In 1986, the late University of Pittsburgh professor Wendell Wray helped me secure a 9-month internship in prison library management at SCI-Pittsburgh under the tutelage of Stephen Mallinger. That strange, brief trip convinced me that corrections would allow me to help prisoners reject their criminality so they could shoe-horn some meaning and purpose into their broken lives. I still believe this. But I no longer count on it. I further nurtured the altruistic conceit that I could champion prisoners’ rights. After a few years in State service, it became clear that the only true way to accomplish this was to quit and join a prisoner’s advocacy group. I decided to remain in corrections, and see what good could be done from the inside.

Nearly three decades and three prisons later (MCI-Walpole/ Old Colony Correctional Center/ Norfolk), more than just Time separates ‘now’ from those heady, idealistic days when my kindhearted inclination was to characterize prisoners as “Those poor, poor people!” Since then, I’ve witnessed enough orgies of self-righteousness in Pokey libraries to compel even the most starry-eyed public defender to stab herself through the heart with her dog-eared, latte-stained copy of Gideon’s Trumpet.

As a rule (that, on occasion, I break), I do not attend conferences or seek membership in organizations. Although I do recommend the Correctional Educational Association and the American Correctional Association.

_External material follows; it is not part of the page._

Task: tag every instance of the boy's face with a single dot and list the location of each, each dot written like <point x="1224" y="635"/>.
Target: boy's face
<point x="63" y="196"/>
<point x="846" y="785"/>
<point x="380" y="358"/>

When talk shifts to service philosophy for the incarcerated, I champion the role of correctional employee with a Library science specialty. In these discussions, some correctional Librarians occasionally cannot come to grips with basing their Librarianship on correctional theory. Because I work from the premise that I’m a corrections employee first and a Librarian second, I have a difficult time understanding those who see themselves in the reverse.